A lovingly restored general store on a backroad in the Withlacoochee State Forest is what remains of the community of Richloam. In 1890, John Schroeder and his John Schroeder Lumber Company relocated from Milwaukee to this part of Florida, where the town of Kalon came into being. The Company harvested pine trees for lumber and resin, and cedar trees were harvested and shipped to Cedar Key to make pencils. After timber was cleared, the Company began selling tracts of land for agricultural uses. A lodge and demonstration garden were built showing what crops could be grown in Florida, even during the cooler months. Around 1920, the name of Kalon was changed to Richloam to be more attractive to buyers. In 1921, the Atlantic Coast Line Railroad moved their depot from nearby Riverland, and in 1922 the post office was relocated and renamed as well - located at the new general store operated by Sid Brinson & Elbert H. "Son" Boyett.
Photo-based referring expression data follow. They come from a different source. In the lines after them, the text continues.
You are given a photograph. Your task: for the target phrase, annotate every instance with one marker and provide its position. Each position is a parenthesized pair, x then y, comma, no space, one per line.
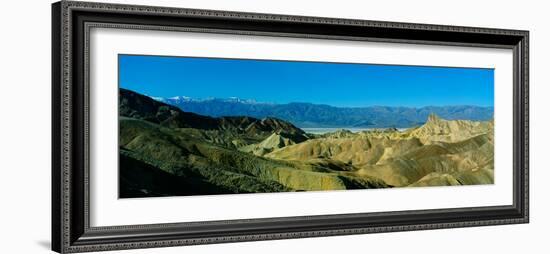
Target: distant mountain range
(308,115)
(166,151)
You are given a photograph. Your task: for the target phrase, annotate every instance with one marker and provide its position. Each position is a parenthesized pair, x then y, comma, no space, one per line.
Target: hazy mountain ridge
(165,151)
(317,115)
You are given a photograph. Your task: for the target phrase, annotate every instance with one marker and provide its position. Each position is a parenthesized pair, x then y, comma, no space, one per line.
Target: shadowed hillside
(165,151)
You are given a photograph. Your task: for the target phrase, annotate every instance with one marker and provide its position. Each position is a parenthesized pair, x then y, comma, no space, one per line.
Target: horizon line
(196,99)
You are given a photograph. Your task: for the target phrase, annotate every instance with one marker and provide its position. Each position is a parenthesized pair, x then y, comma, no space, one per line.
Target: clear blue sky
(336,84)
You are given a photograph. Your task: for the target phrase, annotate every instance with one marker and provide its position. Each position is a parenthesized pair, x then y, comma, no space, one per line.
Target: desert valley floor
(165,151)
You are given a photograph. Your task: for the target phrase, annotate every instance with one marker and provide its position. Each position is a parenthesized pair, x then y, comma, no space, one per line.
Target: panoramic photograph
(205,126)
In 1926, 63,000 acres were sold to two men from Miami and the Richloam Land Company was formed. They planned to continue with the Schroeder Company's plans of development, but hurricane damage to their other properties caused this to stall. In 1936 both companies sold their land to the federal government, part of the creation of the Withlacoochee State Forest. The post office and store also closed that year. The store building was used as a private residence and then sat vacant for decades, until it was restored and reopened by Eric Burkes (Sid Brinson's great nephew) in 2016. It was placed on the National Register of Historic Places on October 12, 2017.